¹⁷ Department of Human Molecular Genetics and Biochemistry, Sackler School of Medicine, Tel Aviv University, Tel Aviv 6997801, Israel

¹⁸ Edmond J. Safra Center for Bioinformatics, Tel Aviv University, Tel Aviv 6997801, Israel

¹⁹ School of Computer Science, Tel-Aviv University, Tel-Aviv 6997801, Israel

²⁰ Department of Physical Chemistry, Tel Aviv University, Tel Aviv 6997801, Israel

²¹ Edmond J. Safra Center for Bioinformatics, Tel Aviv University, Tel Aviv 6997801, Israel

^✉

To whom correspondence should be addressed. uv@post.tau.ac.il or roded@tauex.tau.ac.il

PMCID: PMC8275347 PMID: 34252972

Abstract

Motivation

While promoter methylation is associated with reinforcing fundamental tissue identities, the methylation status of distant enhancers was shown by genome-wide association studies to be a powerful determinant of cell-state and cancer. With recent availability of long reads that report on the methylation status of enhancer–promoter pairs on the same molecule, we hypothesized that probing these pairs on the single-molecule level may serve the basis for detection of rare cancerous transformations in a given cell population.
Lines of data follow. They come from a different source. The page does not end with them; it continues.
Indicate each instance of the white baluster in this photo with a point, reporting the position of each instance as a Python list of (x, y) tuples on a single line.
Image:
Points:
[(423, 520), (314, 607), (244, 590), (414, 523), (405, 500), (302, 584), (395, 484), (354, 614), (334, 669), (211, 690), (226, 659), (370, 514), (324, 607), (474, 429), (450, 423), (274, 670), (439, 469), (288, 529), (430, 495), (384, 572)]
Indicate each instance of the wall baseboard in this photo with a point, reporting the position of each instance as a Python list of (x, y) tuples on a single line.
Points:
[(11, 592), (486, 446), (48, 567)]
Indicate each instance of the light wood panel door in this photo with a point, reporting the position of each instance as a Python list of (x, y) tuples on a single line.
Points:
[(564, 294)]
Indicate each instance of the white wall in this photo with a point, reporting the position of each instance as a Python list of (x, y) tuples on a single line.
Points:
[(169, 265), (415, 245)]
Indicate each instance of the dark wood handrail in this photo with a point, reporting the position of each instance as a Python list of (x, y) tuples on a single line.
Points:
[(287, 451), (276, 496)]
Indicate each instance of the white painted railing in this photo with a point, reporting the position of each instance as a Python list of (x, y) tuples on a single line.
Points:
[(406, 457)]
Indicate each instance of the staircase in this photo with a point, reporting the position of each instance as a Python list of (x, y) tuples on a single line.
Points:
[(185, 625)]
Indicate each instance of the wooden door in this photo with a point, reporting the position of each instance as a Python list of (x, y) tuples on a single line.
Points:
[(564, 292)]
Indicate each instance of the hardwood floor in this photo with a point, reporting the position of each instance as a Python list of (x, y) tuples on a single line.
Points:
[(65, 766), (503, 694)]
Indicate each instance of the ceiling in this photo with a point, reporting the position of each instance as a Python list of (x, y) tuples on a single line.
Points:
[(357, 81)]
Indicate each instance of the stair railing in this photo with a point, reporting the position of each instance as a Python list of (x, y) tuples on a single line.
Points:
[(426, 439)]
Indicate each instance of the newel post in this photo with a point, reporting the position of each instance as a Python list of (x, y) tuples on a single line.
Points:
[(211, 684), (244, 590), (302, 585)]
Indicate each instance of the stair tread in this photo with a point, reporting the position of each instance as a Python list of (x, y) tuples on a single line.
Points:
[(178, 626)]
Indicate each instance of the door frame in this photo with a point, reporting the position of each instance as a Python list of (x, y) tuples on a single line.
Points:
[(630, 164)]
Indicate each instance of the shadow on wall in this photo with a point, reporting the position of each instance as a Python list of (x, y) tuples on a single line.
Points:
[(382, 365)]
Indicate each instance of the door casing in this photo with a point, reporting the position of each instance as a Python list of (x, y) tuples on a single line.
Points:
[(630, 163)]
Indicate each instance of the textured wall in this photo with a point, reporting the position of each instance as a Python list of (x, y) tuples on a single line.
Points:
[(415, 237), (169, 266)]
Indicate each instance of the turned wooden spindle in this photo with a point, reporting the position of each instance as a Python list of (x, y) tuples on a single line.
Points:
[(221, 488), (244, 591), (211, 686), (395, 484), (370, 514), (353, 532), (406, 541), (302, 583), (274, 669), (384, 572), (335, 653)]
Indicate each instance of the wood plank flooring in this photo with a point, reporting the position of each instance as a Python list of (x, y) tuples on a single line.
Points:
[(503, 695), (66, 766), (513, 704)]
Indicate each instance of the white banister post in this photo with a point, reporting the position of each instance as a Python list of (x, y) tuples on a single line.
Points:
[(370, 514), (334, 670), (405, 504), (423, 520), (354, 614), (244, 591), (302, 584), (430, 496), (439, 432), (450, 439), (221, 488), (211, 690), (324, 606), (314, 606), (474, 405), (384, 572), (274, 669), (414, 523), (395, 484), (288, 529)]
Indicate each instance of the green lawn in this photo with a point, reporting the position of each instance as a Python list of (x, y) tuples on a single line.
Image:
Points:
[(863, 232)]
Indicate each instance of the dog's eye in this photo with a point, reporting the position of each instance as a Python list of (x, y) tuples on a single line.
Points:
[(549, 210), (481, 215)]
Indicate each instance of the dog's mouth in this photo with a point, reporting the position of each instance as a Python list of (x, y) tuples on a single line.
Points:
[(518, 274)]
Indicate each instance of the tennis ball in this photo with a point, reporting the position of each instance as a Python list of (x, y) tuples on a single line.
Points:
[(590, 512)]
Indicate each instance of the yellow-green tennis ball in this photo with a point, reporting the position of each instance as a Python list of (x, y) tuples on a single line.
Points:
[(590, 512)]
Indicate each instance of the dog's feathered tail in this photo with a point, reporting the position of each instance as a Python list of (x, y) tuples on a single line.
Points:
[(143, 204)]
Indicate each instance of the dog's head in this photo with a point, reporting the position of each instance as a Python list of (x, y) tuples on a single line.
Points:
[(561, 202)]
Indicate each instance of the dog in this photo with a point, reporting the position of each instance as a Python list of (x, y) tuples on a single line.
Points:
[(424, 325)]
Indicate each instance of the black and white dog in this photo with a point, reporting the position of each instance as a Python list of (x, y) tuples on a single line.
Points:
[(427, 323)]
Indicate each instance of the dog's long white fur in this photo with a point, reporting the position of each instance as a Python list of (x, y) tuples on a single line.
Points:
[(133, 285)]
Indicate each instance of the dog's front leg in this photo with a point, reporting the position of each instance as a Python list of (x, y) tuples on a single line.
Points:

We explore various analysis approaches for deconvolving cell-type mixtures based on their genome-wide enhancer–promoter methylation profiles.

Results

To evaluate our hypothesis we examine long-read optical methylome data for the GM12878 cell line and myoblast cell lines from two donors. We identified over 100 000 enhancer–promoter pairs that co-exist on at least 30 individual DNA molecules. We developed a detailed methodology for mixture deconvolution and applied it to estimate the proportional cell compositions in synthetic mixtures. Analysis of promoter methylation, as well as enhancer–promoter pairwise methylation, resulted in very accurate estimates. In addition, we show that pairwise methylation analysis can be generalized from deconvolving different cell types to subtle scenarios where one wishes to resolve different cell populations of the same cell-type.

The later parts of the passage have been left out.